Some of you may know I play a little thing over on Anna Spargo Ryan’s Blog called Flash Fiction.  The prompt this week was: “They ate grapes together under the fog of afternoon.”

Here it is:

 

Of all the types of fog, afternoon fog was the worst.

Morning fog was kind of expected, and was somehow deliciously painful.  Morning fog could bring with it a pain like a knitting needle to the temple, or a dull burning of the intestines.  It married with a mouth that felt full of breadcrumbs, and a tongue one and a half times it’s normal size.  But morning fog had a smell of repentance to it, and with that, re-birth.

Evening fog was to be coveted.  It was light and fizzy and full of promise.  Evening fog was the gauzy beginnings of a fun night ahead.  The slight blurring of reality that came with the fog was welcome, as it buffed his sharp edges, made him more interesting and outgoing and helped him fit.

Afternoon fog was the worst.  It held hands with an overwhelming fatigue that made his steps heavy and slow.  It smelt of shame and denial and furtiveness.  He knew his eyes would be shifty, and she would try not to notice, but she would, and they would scream at each other.  And that would only make the fog clot.

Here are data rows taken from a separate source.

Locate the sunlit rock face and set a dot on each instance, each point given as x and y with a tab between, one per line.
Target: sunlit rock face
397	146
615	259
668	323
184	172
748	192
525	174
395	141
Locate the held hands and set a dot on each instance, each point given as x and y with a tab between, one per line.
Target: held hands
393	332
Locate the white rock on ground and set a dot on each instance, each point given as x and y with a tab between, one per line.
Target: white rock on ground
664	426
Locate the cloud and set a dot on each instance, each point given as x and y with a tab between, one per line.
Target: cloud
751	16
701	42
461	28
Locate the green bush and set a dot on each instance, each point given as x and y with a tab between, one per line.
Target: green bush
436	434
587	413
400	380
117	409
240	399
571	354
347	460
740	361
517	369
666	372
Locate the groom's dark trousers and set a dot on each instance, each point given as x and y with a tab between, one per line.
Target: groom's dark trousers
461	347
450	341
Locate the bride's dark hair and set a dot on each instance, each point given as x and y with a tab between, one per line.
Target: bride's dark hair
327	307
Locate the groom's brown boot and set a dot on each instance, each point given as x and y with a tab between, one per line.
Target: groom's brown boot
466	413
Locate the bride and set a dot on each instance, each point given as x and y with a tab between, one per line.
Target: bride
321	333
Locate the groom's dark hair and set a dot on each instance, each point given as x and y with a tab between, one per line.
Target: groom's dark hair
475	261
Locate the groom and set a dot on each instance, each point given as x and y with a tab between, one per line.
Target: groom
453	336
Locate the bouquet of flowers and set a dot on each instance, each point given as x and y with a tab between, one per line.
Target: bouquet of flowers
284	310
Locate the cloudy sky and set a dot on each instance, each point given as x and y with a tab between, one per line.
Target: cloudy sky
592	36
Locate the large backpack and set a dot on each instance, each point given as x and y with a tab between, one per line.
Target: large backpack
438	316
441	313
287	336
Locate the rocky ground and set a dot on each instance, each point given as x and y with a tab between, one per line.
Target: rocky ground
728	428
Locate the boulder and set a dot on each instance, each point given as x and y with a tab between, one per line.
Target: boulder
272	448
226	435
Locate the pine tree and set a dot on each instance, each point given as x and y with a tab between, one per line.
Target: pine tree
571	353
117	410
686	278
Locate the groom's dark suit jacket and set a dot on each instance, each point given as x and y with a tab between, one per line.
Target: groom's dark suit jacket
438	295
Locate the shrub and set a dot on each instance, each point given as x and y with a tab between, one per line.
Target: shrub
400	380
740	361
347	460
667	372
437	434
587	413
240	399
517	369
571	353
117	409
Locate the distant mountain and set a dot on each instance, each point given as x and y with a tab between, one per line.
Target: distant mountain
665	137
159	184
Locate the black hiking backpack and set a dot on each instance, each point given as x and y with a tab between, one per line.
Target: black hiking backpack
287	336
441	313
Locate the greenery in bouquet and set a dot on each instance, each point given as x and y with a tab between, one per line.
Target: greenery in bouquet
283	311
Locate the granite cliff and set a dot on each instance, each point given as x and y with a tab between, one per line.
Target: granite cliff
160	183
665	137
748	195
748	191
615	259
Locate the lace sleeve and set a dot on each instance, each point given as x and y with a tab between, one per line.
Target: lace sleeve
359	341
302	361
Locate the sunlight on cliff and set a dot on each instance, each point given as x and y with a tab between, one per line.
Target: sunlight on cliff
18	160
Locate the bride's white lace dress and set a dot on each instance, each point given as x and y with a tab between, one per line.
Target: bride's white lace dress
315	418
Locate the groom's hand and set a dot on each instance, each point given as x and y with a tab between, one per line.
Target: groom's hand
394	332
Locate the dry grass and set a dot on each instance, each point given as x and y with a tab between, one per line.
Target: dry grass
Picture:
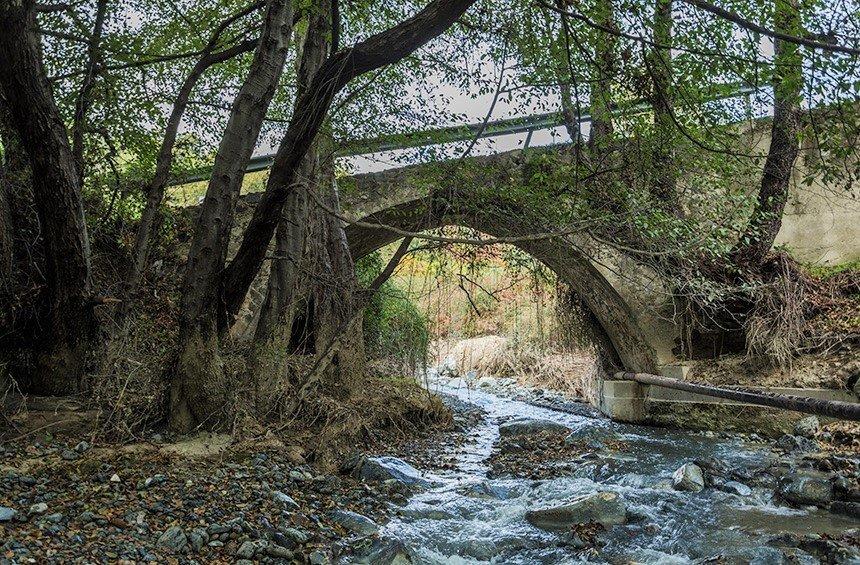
571	373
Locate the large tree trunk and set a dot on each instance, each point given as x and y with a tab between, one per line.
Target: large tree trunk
85	95
766	219
311	110
337	327
155	189
659	63
290	263
68	321
198	393
599	140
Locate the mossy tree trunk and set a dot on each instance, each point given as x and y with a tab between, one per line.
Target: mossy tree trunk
766	220
288	286
198	392
67	323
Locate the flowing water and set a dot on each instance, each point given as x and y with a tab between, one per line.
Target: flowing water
468	518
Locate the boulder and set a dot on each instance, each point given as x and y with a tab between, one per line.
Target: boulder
737	488
354	522
527	426
800	444
385	553
806	491
590	435
605	508
688	478
807	427
386	468
851	509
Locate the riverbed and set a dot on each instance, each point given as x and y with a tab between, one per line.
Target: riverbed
469	515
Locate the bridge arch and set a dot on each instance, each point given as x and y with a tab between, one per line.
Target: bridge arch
618	322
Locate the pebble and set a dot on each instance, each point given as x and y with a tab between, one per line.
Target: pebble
355	522
7	514
173	539
39	508
688	478
285	500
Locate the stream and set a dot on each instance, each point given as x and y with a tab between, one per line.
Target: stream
466	517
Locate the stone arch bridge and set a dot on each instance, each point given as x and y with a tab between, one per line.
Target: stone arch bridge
633	310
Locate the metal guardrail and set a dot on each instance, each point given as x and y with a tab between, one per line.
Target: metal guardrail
819	407
467	132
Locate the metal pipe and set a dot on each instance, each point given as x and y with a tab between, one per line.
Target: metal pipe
831	408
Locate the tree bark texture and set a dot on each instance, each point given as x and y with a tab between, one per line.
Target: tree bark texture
85	95
659	63
311	109
290	264
155	188
616	319
766	219
198	392
68	324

She had set up a makeshift picnic on the balcony to welcome him home.  A sense of celebration, now that he was no longer drinking.  She had laid out the bright yellow tablecloth of hope and prayer, with a platter of strawberries and grapes and water crackers and brie.  He sat down next to her and she smiled at him, her face a moon of optimism, and he knew he couldn’t tell her. Not today.

So he fought the fog, and tried to feel as sober as the atomic strength mints he always had pushed hard into his cheek.  She moved the platter forward toward him and  just looking at the over-ripe strawberries, on their way to liquid, and the dried edges of the brie, made the hot bile sear the back of his throat.  She must have been sitting her a while.

He swallowed hard, and tried to relax his jaw muscles, reaching for a grape, fighting away the fog of two vodkas at lunch that had become seven.  She smiled again, wider this time.  She really did want to believe him, believe in him, even when she knew she was holding onto the balloon of a lie that would either deflate or burst, depending on how she nurtured it.

He forced is own marriage-dependent smile, and they ate grapes together under the fog of afternoon.